My first idea was to use the Launchpad API, which I use in other projects, but it quickly proved a dead end. The next idea was to directly hook that up into my converter, which is seeing all the strings after all, so it was the right place to extract figures from, and, why not, create a nice dashboard.

I went on, added more Python code to my already pretty long converter, played with some CSS gradients and created this:

(click on the image to see it completely)

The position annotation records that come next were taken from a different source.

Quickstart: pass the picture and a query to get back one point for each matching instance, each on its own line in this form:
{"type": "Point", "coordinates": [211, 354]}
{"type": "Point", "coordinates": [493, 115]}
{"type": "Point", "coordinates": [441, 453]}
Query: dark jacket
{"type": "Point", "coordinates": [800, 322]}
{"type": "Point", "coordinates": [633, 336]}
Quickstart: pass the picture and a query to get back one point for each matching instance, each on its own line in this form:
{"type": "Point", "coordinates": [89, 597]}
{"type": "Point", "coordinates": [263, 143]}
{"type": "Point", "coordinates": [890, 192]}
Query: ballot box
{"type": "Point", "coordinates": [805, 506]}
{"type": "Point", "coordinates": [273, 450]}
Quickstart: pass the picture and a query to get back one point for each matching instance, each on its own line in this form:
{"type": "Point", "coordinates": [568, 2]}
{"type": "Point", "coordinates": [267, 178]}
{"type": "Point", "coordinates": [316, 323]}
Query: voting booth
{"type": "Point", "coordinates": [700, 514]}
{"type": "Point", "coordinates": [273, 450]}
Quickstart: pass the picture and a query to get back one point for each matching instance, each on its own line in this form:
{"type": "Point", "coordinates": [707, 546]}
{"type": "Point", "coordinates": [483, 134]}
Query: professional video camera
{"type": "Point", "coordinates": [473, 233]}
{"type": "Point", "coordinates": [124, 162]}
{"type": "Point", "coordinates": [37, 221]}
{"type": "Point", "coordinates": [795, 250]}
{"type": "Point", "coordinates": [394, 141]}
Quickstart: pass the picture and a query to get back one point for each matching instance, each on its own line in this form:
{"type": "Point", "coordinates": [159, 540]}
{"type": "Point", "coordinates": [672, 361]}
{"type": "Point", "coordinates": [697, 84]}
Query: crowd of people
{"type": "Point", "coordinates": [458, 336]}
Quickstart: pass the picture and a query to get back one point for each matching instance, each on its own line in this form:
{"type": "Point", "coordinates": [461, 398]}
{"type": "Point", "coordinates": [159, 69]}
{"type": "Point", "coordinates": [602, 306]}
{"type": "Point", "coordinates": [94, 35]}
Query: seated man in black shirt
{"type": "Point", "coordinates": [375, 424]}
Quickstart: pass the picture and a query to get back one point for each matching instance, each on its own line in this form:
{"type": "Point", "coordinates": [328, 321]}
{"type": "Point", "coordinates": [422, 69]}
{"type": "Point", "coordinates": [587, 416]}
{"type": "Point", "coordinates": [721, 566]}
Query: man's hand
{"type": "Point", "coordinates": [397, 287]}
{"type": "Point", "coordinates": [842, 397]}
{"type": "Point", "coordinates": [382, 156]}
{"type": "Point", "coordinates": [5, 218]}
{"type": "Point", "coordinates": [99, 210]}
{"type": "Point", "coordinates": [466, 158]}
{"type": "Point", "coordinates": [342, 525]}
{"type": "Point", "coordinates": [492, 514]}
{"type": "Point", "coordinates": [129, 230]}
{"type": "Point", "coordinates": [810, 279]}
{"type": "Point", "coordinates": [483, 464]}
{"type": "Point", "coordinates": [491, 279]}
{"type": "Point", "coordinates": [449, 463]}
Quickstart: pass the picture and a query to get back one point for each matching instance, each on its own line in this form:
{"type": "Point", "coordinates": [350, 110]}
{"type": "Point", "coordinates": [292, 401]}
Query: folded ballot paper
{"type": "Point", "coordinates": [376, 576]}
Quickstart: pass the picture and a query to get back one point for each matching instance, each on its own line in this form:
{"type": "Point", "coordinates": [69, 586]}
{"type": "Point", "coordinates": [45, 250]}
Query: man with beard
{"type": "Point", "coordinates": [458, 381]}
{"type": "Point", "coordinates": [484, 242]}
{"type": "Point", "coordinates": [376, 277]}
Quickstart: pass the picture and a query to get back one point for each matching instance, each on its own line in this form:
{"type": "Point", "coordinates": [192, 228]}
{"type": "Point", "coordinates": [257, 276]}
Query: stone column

This page lives there and is updated daily.

A few comments:

  1. I’m not a web designer. The page looks nice to me in Chromium, but is probably ugly or broken in other browsers. If you have ideas to improve it, please ping me.
  2. This page also reports conversion errors (meaning rejected strings), which are not visible in Launchpad as Rosetta has no way of knowing there’s a problem with those strings. If you are a translator of one of those listed langs, please go fix it 🙂
  3. The numbers are taken at the end of the conversion chain, meaning all non-red strings successfully passed all the sanity checks and should end-up in the debs.
  4. Once strings are visible in this page, they will be in the next daily build. An almost instant reward for translators.
  5. I don’t have a “Need Review” category, obviously, Launchpad doesn’t export those strings.
  6. Completely new langs (declared in Launchpad but for which there’s no string yet) are not visible here (6 langs have 0 strings at the moment), you need to land at least one string.
  7. If you look closely at both screenshots, some numbers differ, like for Spanish. 0 missing in LP, 1 in my dashboard. It’s caused by the asynchronous export of Launchpad, it always arrives too late compared to the daily build, skipping a cycle. Too bad. It would be nice to be able to schedule that export (like 1h before I kick off a build). EDIT: Spanish was a bad example, that one string is in fact bogus (it’s listed at the top of the page, so it has been rejected). That’s a better example of my 2nd and 3rd points combined.

the goal remains the same, eradicate the red, and land a maximum of strings upstream (less blue and purple).